Former Maine Turnpike chief pleads guilty in graft case | AP

Posted: February 10, 2012 | Government Oversight Committee, News Items, Senator Hill, Transportation

By Clarke Canfield, Associated Press, February 10, 2012

PORTLAND, Maine — The former executive director of the Maine Turnpike pleaded guilty Thursday to stealing tens of thousands of dollars of turnpike money over many years to pay for upscale hotels in Maine, Canada, the Caribbean and Europe, meals at fancy restaurants, and personal spa treatments.

Paul Violette, 56, pleaded guilty to a charge of theft for unauthorized use of turnpike gift cards and using turnpike authority credit cards for personal travel, meals and other expenses.

He will likely be sentenced in April. Prosecutors will ask for five years, but his attorney will seek a shorter sentence.

Violette was executive director of the Maine Turnpike Authority for 23 years before he resigned last March amid allegations of lavish spending and misappropriation of funds. The authority oversees the 109-mile Maine Turnpike.

“This is the biggest public corruption case I’ve seen in my 28 years of practice,” Assistant Attorney General Leanne Robbin said after the hearing. “This is a significant abuse of power.”

Violette agreed to own up to the charges and put the matter behind him, said Portland attorney Peter DeTroy, who represents Violette.

“Remorse has been there since day one,” DeTroy said after the hearing. “And obviously he has a lot of anxiety about what’s going to happen to him going forward. There’s also a tremendous sense of remorse of what this has done to his friends and family. He feels very embarrassed about what has happened.”

State Sen. Dawn Hill, D-York, led the independent investigation of the turnpike’s finances and operations that led to Violette’s resignation in March.

Robbin told Superior Court Justice Roland Cole that state officials have identified up to $230,000 of turnpike money that was potentially used for Violette’s personal expenses.

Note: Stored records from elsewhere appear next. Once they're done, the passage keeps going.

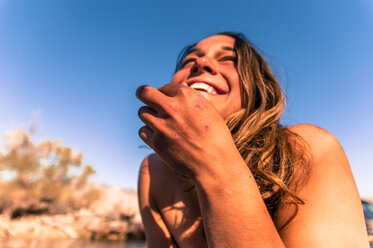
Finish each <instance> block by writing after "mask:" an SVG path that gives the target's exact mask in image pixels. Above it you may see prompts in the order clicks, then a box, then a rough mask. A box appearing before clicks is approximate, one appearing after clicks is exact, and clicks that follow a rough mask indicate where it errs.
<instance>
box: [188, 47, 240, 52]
mask: <svg viewBox="0 0 373 248" xmlns="http://www.w3.org/2000/svg"><path fill="white" fill-rule="evenodd" d="M221 49H222V50H225V51H231V52H235V50H234V48H233V47H228V46H222V47H221ZM194 52H195V53H203V52H202V51H201V49H199V48H193V49H191V50H190V52H189V53H188V54H191V53H194Z"/></svg>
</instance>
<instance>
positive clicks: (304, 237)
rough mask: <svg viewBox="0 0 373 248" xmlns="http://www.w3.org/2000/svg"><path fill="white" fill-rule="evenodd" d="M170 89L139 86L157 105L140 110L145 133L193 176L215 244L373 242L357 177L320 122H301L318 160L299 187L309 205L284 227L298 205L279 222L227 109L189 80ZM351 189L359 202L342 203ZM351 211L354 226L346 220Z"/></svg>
mask: <svg viewBox="0 0 373 248" xmlns="http://www.w3.org/2000/svg"><path fill="white" fill-rule="evenodd" d="M164 87H165V86H164ZM163 90H164V91H165V92H171V93H170V95H172V97H167V96H165V95H163V94H161V92H159V91H157V90H155V89H154V88H150V87H147V88H146V89H143V91H142V92H140V93H139V94H138V97H139V99H140V100H142V101H143V102H144V103H145V104H147V105H149V106H150V107H146V108H143V109H140V112H139V116H140V118H141V120H142V121H143V122H144V123H145V124H146V125H147V126H146V127H143V128H141V129H140V137H141V138H142V139H143V140H144V141H145V142H146V143H147V144H148V145H149V146H151V147H152V148H153V149H154V151H155V152H156V153H157V154H158V156H159V157H160V158H161V159H162V160H164V161H165V163H166V164H167V166H169V167H170V168H171V169H172V170H175V171H177V172H178V173H179V174H182V175H185V176H187V177H189V178H190V180H191V181H193V183H194V185H195V186H196V191H197V194H198V200H199V205H200V209H201V214H202V220H203V225H204V228H205V233H206V238H207V243H208V247H285V246H286V247H304V246H305V245H306V246H307V247H346V248H347V247H368V242H367V239H366V234H365V229H364V228H363V226H364V219H363V217H362V210H361V205H359V204H360V201H359V196H358V193H357V190H356V185H355V183H354V180H353V178H352V174H351V171H350V169H349V166H348V162H347V160H346V158H345V155H344V153H343V150H341V148H340V145H339V144H338V142H337V141H335V139H333V138H331V137H332V136H331V135H330V134H327V133H326V132H322V131H320V130H316V129H317V128H311V129H309V128H304V129H299V130H295V131H298V133H299V135H301V136H302V137H304V138H305V140H306V142H308V143H309V144H310V146H311V149H312V152H313V155H314V163H313V164H312V165H311V168H312V169H311V175H310V180H309V181H308V183H307V184H306V185H305V186H304V187H303V189H302V191H300V192H299V194H300V197H301V198H304V199H305V201H306V205H305V207H303V208H301V209H300V210H299V214H298V215H297V216H296V219H294V221H293V222H292V224H291V226H290V225H289V226H288V227H287V228H285V229H283V230H281V232H280V233H279V232H278V230H277V229H276V226H279V225H278V224H279V223H281V221H283V219H285V220H286V219H287V218H288V216H287V215H288V212H290V215H291V211H292V210H291V208H290V207H287V206H284V207H283V208H282V209H280V210H279V214H278V215H279V216H278V218H277V219H276V221H277V223H273V221H272V219H271V218H270V216H269V213H268V211H267V209H266V207H265V205H264V202H263V200H262V198H261V195H260V193H259V190H258V186H257V184H256V182H255V180H254V178H253V176H252V174H251V172H250V170H249V169H248V168H247V166H246V164H245V162H244V161H243V159H242V157H241V156H240V154H239V152H238V151H237V149H236V147H235V145H234V143H233V140H232V137H231V135H230V132H229V130H228V129H227V127H226V125H225V122H224V120H223V119H222V118H221V116H220V115H219V113H217V111H216V110H215V109H214V108H213V107H212V106H211V105H210V104H209V103H208V102H206V101H205V100H204V99H203V98H202V97H201V96H200V95H198V94H196V93H195V91H193V90H192V89H190V88H188V87H183V86H180V85H179V86H177V85H166V87H165V88H163ZM331 140H332V141H331ZM333 140H334V141H333ZM328 183H329V184H333V186H329V185H328ZM297 193H298V192H297ZM343 194H345V195H346V196H348V197H349V198H351V203H348V204H342V205H341V206H339V208H338V209H337V210H335V209H334V207H335V206H337V205H338V204H337V203H336V202H334V201H337V200H341V199H343V196H344V195H343ZM332 203H333V204H332ZM323 208H326V209H325V210H326V211H324V209H323ZM332 213H333V215H331V214H332ZM347 213H351V214H350V215H349V216H348V218H351V220H349V222H348V224H349V225H350V226H345V227H344V228H340V227H339V225H342V224H343V218H346V217H347V216H346V214H347ZM285 222H286V221H285ZM275 224H276V225H275ZM337 227H339V228H337ZM330 228H336V229H335V232H336V233H335V234H334V235H328V234H329V233H331V232H333V230H332V231H331V230H330ZM342 229H343V230H342ZM347 233H348V235H347ZM298 235H299V236H298ZM336 238H338V239H340V241H338V242H339V243H338V246H335V245H334V244H336V243H335V242H336V241H335V239H336Z"/></svg>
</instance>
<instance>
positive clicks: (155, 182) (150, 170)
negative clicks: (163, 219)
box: [138, 154, 176, 248]
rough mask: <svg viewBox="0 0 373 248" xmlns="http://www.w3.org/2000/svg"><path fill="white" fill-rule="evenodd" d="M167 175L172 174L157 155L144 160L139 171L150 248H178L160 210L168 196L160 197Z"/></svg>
mask: <svg viewBox="0 0 373 248" xmlns="http://www.w3.org/2000/svg"><path fill="white" fill-rule="evenodd" d="M167 173H171V172H170V171H169V169H168V168H167V167H166V166H165V165H164V164H163V163H162V161H161V160H160V159H159V158H158V157H157V156H156V155H155V154H152V155H149V156H147V157H146V158H145V159H144V160H143V162H142V164H141V167H140V171H139V181H138V200H139V207H140V213H141V217H142V220H143V223H144V228H145V235H146V239H147V245H148V247H149V248H151V247H176V244H175V243H174V240H173V238H172V235H171V233H170V231H169V230H168V228H167V225H166V223H165V222H164V221H163V218H162V215H161V212H160V209H159V208H160V207H159V201H160V200H162V199H164V197H167V196H168V194H165V195H163V197H161V196H160V194H161V193H162V192H163V190H164V188H165V187H163V185H162V183H161V182H162V181H164V178H166V177H167Z"/></svg>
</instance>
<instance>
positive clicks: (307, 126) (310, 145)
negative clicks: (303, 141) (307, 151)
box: [289, 124, 344, 159]
mask: <svg viewBox="0 0 373 248" xmlns="http://www.w3.org/2000/svg"><path fill="white" fill-rule="evenodd" d="M289 130H290V131H292V132H293V133H296V134H297V135H299V136H300V137H302V138H303V139H304V141H306V143H307V144H308V145H309V147H310V148H311V150H310V152H311V153H312V155H313V156H314V158H315V159H317V158H318V157H320V156H322V155H325V154H327V153H328V151H330V149H334V150H335V149H338V150H340V151H342V150H343V149H342V146H341V145H340V143H339V142H338V140H337V138H336V137H335V136H334V135H333V134H331V133H330V132H328V131H326V130H325V129H322V128H321V127H318V126H315V125H312V124H298V125H294V126H291V127H289ZM340 155H341V154H340ZM343 155H344V152H343Z"/></svg>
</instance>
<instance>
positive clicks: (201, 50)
mask: <svg viewBox="0 0 373 248" xmlns="http://www.w3.org/2000/svg"><path fill="white" fill-rule="evenodd" d="M234 43H235V40H234V38H232V37H230V36H226V35H214V36H210V37H208V38H206V39H204V40H201V41H200V42H199V43H198V44H197V45H196V46H195V47H194V49H193V50H192V51H191V52H190V53H189V54H188V55H187V56H186V57H185V58H184V60H183V63H182V66H181V69H180V70H179V71H178V72H176V73H175V75H174V76H173V78H172V80H171V83H179V84H181V83H186V84H187V85H188V86H189V87H191V88H193V89H195V90H198V91H199V92H200V93H201V94H202V95H203V96H204V97H205V98H206V99H207V100H209V101H210V102H211V103H212V104H213V105H214V106H215V108H216V109H217V110H218V111H219V112H220V114H221V115H222V116H223V118H224V119H226V118H227V117H228V116H229V115H231V114H233V113H234V112H236V111H238V110H239V109H240V108H241V106H242V102H241V87H240V78H239V75H238V72H237V68H236V60H237V56H236V53H235V51H234Z"/></svg>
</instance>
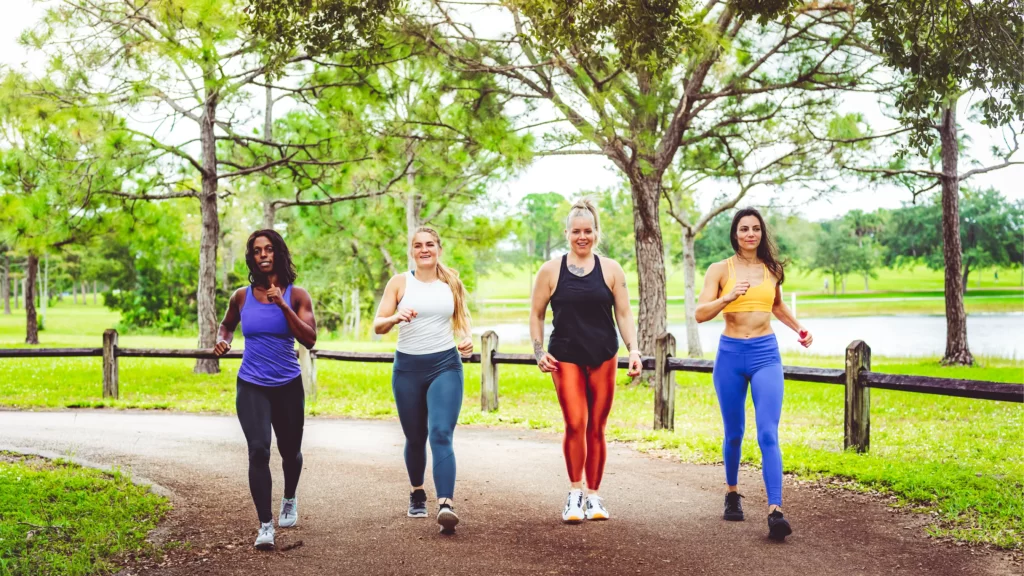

Violette had no comment after the hearing. He was accompanied by his brother, Tom, and his brother’s wife.

He sat grim-faced with his eyes closed Thursday as Robbin recited a list of hotels and boutique inns where he used turnpike money for stays in Maine, Quebec, New Brunswick, Massachusetts, Bermuda, Puerto Rico, Italy and France. He also used turnpike money to make a $1,000 deposit on a tuxedo, Robbin said.

Violette’s downfall stemmed from a report last year by the state Office of Program Evaluation and Government Accountability that looked at turnpike authority operations and finances. The authority is a quasi-governmental agency that runs the turnpike, which carries more than 60 million vehicles and generates $100 million or more in toll revenues a year.

The report scrutinized Violette’s purchase of hundreds of gift cards to upscale hotels and restaurants. Violette claimed he gave the cards to civic and charitable groups for fundraisers, but he couldn’t document his claims.

The Maine Turnpike Authority later filed a lawsuit against Violette accusing him of misusing nearly $500,000 in turnpike funds in the form of gift cards, credit card charges and vacation and sick leave pay to which he wasn’t entitled.

The complaint further said Violette was overpaid by $161,000 for unused vacation time and sick leave after falsely claiming he hadn’t taken any vacation or sick days during his 23 years at the agency.

The lawsuit was settled in December with the turnpike receiving $430,000 to cover its financial losses. Violette paid $155,000 of his own money — which was his estimated net worth — with two insurance companies paying the rest.

Robbin told the judge that Violette continued using turnpike authority gift cards and credit cards for his personal trips even after other turnpike officials confronted him in late 2005. But those employees didn’t take the matter any further, she said.

“MTA staff feared criticizing Violette or going to the (turnpike authority) board with their concerns,” she told Cole.

Violette’s criminal conviction represents a long fall from his previous public standing. He comes from a prominent political family from northern Maine and served as a state representative and senator before taking the top job at the turnpike.

“I don’t know what brought him to that place, but to me, I look at it as a prosecutor, and I see arrogance,” Robbin said outside of the courtroom.

DeTroy said he expects Violette to speak at his sentencing hearing, when he could offer an explanation for his actions.

Violette perhaps rationalized the spending as being OK, especially when some of it came before or after turnpike authority-sanctioned conferences in Europe, DeTroy said.

“You end up rationalizing things in your life, and I think he did,” he said.